Three times a week or so, I bike eight miles to work. After making it up The Hill from hell and parking my bike, I walk up four flights of stairs to the showers, and then back down, and then up a couple more to get to my office. Some days I feel the ride more than others--some day I feel the ride to work and other days I feel the ride from work--but I generally do feel those stairs. The stairs, especially (or sometimes the Hill), remind me that fitness isn't about not feeling it; it's about knowing that you'll make it even if it hurts. And the more you hurt regularly, the less you'll hurt on vacation.
We didn't deliberately plan an active trip, but the places on our itinerary were not designed for inactivity; if you want to get around, you have to move your body. You have to walk the old city walls and climb the clock towers. I suppose you don’t have to kayak or cycle, but you'd miss out if you don’t. My phone counted 22,671 steps the day I arrived in Tirana—and I didn’t get there until 3pm, and 30,526 the day after. Even on days where we spent five or six hours on a bus or in a car, we moved. The day that started with a six-hour bus ride to Kotor clocked in at 15,000 or so steps, and 17,000 the day after that. Once we settled into places where we didn’t constantly need to coordinate or use maps, I started leaving my phone in the apartments, so I don’t have the data from those days, but I know that K’s phone counted 16 miles the day we were at Plitvice.

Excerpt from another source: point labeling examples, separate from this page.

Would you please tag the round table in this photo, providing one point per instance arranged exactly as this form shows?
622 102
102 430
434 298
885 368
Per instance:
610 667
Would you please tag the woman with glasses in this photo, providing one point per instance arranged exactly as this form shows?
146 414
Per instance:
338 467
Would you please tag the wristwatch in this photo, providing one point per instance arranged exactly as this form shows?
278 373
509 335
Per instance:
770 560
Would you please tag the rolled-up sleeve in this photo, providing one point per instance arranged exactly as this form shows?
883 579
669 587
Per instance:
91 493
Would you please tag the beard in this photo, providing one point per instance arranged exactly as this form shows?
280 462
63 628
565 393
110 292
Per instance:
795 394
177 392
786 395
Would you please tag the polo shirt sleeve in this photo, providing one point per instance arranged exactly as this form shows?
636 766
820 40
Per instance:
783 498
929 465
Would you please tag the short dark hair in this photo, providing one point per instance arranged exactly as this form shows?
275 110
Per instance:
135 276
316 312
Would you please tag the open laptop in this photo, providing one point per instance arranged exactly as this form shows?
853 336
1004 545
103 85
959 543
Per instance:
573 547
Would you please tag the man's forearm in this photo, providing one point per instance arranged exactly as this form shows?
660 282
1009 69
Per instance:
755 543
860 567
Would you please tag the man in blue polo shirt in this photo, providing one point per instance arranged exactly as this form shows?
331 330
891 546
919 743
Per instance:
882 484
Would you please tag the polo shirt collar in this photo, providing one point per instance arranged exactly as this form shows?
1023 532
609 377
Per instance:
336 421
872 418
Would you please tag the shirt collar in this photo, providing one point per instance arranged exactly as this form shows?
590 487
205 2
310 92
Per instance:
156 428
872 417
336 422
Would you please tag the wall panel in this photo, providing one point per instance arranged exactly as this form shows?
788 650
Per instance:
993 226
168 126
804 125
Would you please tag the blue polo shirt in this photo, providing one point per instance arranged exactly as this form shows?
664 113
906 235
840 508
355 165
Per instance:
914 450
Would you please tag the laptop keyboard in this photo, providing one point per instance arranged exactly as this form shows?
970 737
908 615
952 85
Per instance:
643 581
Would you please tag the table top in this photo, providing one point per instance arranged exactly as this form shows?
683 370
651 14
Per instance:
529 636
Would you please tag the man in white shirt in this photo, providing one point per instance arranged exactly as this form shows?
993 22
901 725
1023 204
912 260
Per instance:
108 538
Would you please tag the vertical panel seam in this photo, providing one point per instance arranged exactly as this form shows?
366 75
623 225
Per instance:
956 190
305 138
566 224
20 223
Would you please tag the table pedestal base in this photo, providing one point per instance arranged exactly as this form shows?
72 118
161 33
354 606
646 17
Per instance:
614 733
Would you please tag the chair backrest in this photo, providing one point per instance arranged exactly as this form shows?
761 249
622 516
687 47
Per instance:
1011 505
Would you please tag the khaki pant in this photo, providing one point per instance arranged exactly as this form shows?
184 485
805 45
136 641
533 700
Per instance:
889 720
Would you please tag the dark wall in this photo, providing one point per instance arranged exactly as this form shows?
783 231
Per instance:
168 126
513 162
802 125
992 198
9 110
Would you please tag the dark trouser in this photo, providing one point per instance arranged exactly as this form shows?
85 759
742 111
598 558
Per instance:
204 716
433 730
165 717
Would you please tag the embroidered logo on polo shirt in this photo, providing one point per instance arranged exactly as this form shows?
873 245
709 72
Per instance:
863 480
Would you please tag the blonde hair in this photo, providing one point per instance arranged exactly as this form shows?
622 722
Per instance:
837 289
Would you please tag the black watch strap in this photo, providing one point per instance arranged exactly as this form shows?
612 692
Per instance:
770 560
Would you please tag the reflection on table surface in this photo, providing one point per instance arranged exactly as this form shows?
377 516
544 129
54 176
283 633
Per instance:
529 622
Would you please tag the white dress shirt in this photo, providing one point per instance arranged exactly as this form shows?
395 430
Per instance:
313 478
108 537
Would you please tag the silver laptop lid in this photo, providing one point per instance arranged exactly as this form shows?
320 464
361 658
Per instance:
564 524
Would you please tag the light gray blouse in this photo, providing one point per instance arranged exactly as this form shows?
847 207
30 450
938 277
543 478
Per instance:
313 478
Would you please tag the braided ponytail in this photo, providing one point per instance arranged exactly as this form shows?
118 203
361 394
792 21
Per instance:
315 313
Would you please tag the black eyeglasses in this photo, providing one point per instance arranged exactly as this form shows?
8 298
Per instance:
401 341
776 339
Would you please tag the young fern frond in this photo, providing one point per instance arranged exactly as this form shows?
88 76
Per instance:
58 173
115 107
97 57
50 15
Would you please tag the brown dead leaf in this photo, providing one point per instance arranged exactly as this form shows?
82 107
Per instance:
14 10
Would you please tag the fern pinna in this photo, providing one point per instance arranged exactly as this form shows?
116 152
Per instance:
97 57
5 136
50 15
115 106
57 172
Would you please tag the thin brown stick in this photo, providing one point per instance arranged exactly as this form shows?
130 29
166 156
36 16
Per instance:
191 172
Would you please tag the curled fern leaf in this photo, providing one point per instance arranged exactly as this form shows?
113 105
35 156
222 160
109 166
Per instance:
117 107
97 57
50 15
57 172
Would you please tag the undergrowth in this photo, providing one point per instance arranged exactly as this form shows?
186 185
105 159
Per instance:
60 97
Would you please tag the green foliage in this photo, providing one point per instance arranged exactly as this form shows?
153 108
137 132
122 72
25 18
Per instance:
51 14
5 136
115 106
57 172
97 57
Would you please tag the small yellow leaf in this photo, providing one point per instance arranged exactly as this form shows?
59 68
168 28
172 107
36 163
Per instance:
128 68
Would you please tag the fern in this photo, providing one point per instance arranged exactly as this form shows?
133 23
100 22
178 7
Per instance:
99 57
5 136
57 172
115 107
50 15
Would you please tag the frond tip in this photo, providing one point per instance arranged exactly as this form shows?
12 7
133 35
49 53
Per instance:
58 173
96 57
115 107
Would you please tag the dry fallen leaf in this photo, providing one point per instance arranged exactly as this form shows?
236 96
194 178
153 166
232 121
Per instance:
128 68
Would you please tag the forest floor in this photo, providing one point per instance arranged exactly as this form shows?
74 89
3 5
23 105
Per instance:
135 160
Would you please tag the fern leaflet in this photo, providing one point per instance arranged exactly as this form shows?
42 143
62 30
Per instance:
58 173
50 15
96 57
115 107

We felt some of the walking and hiking. I certainly felt the cycling and the kayaking. But it was tough in a good way; I knew I could do it. Because I do it regularly. I say this without a trace of smugness; I
know how hard it is to get in shape. I initially got in shape back in the day
because my lifestyle demanded it (I had to be somewhere by a certain time,
within half an hour of leaving work, and cycling was the only way to do it). I
hated every minute of it until I didn’t. Once I got in shape—probably about six
weeks after starting—I didn’t want the bike ride to be over. Everyone feels
better when they exercise. Everyone benefits from being more mobile.
***
There was a bit too much sitting (and for the drivers, too much driving) but the movement was what made it tolerable. On
the long drives, we listened to podcasts, including some episodes of Wait,
Wait, Don’t Tell Me. There was a sense of disconnect in listening to this quintessentailly American show in a very foreign landscape, in these foreign lands. Foreign even as everyone we interacted with spoke English. The tours—the
walking tour, kayaking tour, etc.—were in English. Signs and descriptors were
in English. If you were a foreign tourist who didn’t speak the local language
or English, you were SOL. People asked us where we were from and were sometimes
surprised when we told them. There are more European and other tourists in the
area than Americans, or maybe we didn’t look the part, whatever that means.
***
Some standards were better, others worse. I do like reliable western plumbing, and I say that as someone who has very reliable, very low-flow toilets. Public toilets were often pay toilets (thumbs down, but I get it).Wifi was an expected thing (in restaurants, etc.), as it is in so many places outside the U.S. My cab driver into Tirana from the airport had wifi in the cab (well, I guess I hotspotted off his phone).
The buses were clean, and the regional flights were nice. Even on the small planes, including the turbo-prop to Zurich, there was sufficient leg room. I don’t need much, but it’s nice to not have a seatback jammed directly in front of your nose, which I did experience on the way to Miami and back just over a month ago. Regarding the long-hauls, I was excited about Austrian Air on the way out and not so much about United on the way back, but United was very comfortable with great service and Austrian was meh—they were apparently bought out by Lufthansa and it showed. On the way over I was seated next to a massive (tall and big boned, not overweight) Austrian woman who openly resented the fact that someone was occupying the adjacent seat; throughout the two or so hours that I slept, I’d intermittently wake up and find her limbs in my space. Bitch, if you need two seats, buy two seats. Buy business class. Your (tall) size is not my problem. I’m merely claiming my own space, not size-shaming or stigmatizing. If you need more space, for whatever reason, you’re not entitled to mine.